"Round, round, get around, I get around . . ." This Beach Boys ditty could be the story of my life. Lots of travel! And not only that, but I really did see the Beach Boys, live on stage at Chinook Winds Casino. Their performance was part of Surf City, a weekend featuring a classic car show and auction.
I must admit, when Mike Love first appeared, he looked like his handlers had just taken him out of a bottle of formaldehyde and propped him up on stage. He was stiff as a board and his lips barely moved. But as he warmed up and the audience gave him their adulation, he came to life. And he was very endearing, making lots of self-deprecating jokes about getting older rather than pretending that he wasn't. The next morning, I stood in line for breakfast behind keyboard player Bruce Johnston as he told a group of women fans about his quadruple bypass surgery. Ahh, the life of an aging rocker.

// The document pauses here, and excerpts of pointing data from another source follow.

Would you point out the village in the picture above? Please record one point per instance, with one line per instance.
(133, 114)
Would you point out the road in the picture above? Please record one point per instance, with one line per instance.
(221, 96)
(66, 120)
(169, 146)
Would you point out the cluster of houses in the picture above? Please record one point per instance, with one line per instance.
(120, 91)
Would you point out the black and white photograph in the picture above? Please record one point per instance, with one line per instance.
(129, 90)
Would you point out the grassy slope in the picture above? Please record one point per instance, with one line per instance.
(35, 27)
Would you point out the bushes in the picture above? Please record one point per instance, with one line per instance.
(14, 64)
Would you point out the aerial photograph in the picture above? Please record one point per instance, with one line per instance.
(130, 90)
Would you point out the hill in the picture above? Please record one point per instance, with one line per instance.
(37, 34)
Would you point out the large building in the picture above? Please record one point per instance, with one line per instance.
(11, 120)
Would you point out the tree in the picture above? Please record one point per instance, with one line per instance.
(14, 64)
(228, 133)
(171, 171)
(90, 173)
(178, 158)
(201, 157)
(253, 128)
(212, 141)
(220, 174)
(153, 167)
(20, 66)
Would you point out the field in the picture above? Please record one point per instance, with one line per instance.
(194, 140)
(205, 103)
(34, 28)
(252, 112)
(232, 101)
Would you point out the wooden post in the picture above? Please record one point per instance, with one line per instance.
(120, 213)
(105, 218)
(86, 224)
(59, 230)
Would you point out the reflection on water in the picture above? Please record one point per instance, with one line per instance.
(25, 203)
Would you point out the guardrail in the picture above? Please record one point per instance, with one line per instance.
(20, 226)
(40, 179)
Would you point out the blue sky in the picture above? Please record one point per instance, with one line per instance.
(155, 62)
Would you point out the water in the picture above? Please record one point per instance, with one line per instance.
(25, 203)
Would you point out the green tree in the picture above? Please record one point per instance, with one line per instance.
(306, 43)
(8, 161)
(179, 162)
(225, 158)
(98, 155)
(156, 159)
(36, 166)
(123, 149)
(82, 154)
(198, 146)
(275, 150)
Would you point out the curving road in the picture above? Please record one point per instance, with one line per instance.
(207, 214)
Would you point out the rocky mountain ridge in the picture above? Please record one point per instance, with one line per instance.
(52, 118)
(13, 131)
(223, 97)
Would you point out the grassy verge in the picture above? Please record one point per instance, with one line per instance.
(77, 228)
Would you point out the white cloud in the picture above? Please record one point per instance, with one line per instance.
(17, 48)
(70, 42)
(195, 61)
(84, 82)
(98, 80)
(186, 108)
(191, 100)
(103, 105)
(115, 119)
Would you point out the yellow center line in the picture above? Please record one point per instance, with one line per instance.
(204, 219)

Then, after checking out the classic car auction, I headed home to Florence. On the way, I stopped at the Green Salmon Coffee and Tea House in Yachats. Here, I was so inspired by what I had to eat that I created a whole new department, "Serendipity," for the magazine.
On another September trip, I headed down to Gold Beach and went up the Rogue with Jerry's Rogue Jets. It was a beautiful day, and as we headed upriver—52 miles—we shed our layers of clothing and soaked up the sun. The Rogue is beautiful and unspoiled, home to eagles, bear, deer, and, at certain times of year, lots of salmon and sturgeon fishermen.
On the way south, we stopped to eat in Port Orford, where we watched a commercial fishing boat come in well after sunset. As we learned, when you get to the dock in Port Orford, your work is not over. After unloading the fish from your boat, you have to hook it up to a big crane, lift it out of the water, swing it over the dock, and gently lower it onto a trailer. Then you use your pickup truck, straining at the weight, to pull your boat into line with the rest of the boats on the dock. My friend and I looked at each other and vowed we'd never complain about the price of fish again.
In this issue, don’t miss Judy Fleagle's profile of Depoe Bay, site of the world's smallest navigable harbor and a draw for pirate-lovers, whale-lovers, storm-watchers, and anyone who likes a good bowl of chowder. Vickie Higgins has visited glass blowers up and down the coast and put together a lovely story on the best of the best in glass art. On the foodie front, Marcie Bushnell discovers the truth about oysters (they're wonderful) and our writers smoke out the best places to buy smoked meat and fish on the coast. And last but not least, Emily Kolkemo profiles Florence's well-known Funky Monkey toy store. Enjoy!